Chaining is a way to deal with collisions that occur during hashing. If the hash function gives you 2 keys that map to the same address, we just store both of the keys in a linked list. All the items that map to the same address are just stored in a linked list (or normal list/array) at that address.

One disadvantage of chaining is that you could get really unlucky and map all of the keys that you have into the same address, which would reduce your entire hash table to just a single list. However, the probability of that happening is satisfactorily small. A good hash function randomizes things enough that this almost never happens, so in practice, the length of the list at each address is constant.

Simple Uniform Hashing

Simple uniform hashing is an assumption we make about our hashing function to analyze the complexity of the operations we can perform on our hash table. Simple uniform hashing states that any key has an equal chance of being hashed to any address in the table and the hash of any key is independent of the hash of the other keys.

This assumption is not completely true, in particular the second part about the hash function being independent, but the analysis that we can do using this assumption is correct.
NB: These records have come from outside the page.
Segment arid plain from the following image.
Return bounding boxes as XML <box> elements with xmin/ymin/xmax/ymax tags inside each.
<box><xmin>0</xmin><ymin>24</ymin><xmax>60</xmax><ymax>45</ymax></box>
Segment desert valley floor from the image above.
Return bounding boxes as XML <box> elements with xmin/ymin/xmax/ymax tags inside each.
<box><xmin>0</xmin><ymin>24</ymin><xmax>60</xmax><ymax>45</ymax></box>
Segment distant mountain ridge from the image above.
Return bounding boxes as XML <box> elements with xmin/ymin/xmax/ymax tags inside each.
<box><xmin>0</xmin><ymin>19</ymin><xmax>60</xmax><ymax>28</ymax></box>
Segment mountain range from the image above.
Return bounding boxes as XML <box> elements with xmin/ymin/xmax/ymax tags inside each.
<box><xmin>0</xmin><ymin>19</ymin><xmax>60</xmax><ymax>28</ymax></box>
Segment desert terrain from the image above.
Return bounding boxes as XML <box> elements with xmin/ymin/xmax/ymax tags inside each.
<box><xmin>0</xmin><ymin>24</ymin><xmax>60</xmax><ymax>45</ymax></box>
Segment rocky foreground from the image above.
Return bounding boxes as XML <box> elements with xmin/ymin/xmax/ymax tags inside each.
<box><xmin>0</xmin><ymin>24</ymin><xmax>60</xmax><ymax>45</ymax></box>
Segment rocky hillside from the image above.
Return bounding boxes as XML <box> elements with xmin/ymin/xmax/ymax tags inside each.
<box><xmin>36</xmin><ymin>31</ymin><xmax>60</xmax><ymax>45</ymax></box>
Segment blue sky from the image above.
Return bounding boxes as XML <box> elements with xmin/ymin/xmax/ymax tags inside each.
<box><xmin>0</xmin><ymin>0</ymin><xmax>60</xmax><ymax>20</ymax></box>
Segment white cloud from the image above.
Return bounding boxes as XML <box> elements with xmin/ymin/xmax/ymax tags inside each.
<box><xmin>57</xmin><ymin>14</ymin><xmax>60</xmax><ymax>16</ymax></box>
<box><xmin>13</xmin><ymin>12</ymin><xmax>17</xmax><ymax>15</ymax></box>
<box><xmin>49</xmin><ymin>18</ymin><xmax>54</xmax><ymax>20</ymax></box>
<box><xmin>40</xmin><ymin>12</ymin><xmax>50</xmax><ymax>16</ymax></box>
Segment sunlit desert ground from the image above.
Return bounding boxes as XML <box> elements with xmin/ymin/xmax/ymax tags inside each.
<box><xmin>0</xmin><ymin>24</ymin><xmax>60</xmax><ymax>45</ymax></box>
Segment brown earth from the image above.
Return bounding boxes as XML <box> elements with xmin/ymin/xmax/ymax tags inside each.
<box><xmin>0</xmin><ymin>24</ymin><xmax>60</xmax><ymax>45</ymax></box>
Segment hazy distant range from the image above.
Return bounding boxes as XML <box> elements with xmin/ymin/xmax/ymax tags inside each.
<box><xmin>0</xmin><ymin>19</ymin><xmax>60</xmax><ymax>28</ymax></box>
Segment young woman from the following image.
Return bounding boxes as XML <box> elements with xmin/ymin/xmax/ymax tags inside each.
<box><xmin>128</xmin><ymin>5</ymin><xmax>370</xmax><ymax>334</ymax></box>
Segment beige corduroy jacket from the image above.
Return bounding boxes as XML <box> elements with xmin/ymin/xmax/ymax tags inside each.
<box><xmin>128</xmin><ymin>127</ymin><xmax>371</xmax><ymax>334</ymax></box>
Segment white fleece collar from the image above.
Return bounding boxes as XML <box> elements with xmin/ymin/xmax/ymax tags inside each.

If there are n items in the table, and there are m slots in the table, then the average length of the linked list at each address is n/m. If m = $\Theta$(n), then n/m = $\Theta$(1). This number is called $\alpha$, the load factor of the table. As long as $\alpha$ is $\Theta$(1), hashing with chaining is a good idea, since the complexity of insert and delete would still be O(1), but the complexity of search is O(1 + $\alpha$), which is constant if $\alpha$ is $\Theta$(1).

Hash Functions

A hash function does not convert any arbitrary object into an integer. That is the pre-hash function. A hash function maps keys from the giant possible space of keys K to a small subset of keys m. It takes as input an integer which could be any integer from the set K and outputs another integer in set m. A few example of hash functions are -

  1. Division method - Just take the modulus(m) of the integer you are given.
def division_hash(x, m):
    return x % m

This gives you an integer between 0 and m. This method is not too good because the performance of this hash function depends on our choice of K and m. It performs well in practice when m is prime or at least not a power of 2 or 10, but this solution does not seem so robust.

  1. Multiplication method - The multiplication method feels a lot more like hashing.
def multiplication_hash(x, m):
    a = os.environ.get(a)
    w = os.environ.get(w)
    r = math.log2(m)
    return ((a*x) % 2**w) >> (w-r)

Here a is any random number that we choose for our hash function, and w is the word size for our machine. ‘r’ is log2m. The reason this works is as follows - a$\cdot$x first gives us a number that is 2 words long (since multiplying two words will give us a number that is two words long). This number is randomized because a is random. Taking the modulus to the base 2w gets rid of the upper half bits. Shifting the number to the right by (w-r) bits leaves us with r bits, which is a number between 0 and m-1.

  1. Universal hashing - Universal hashing is used in practice and is a good hash function.
def universal_hash(x, m):
    a = os.environ.get(a)
    b = os.environ.get(b)
    p = os.environ.get(p)
    return ((a*k + b) % p) % m

Here p is a big prime number, larger than the size of your universe of keys, and a and b are any random numbers between 0 and p. Using linearity of expectation and a similar technique which we used to prove that simple uniform hashing gave us a reasonable hash function, we can prove that universal hashing gives us a O(1) time hash table implementation.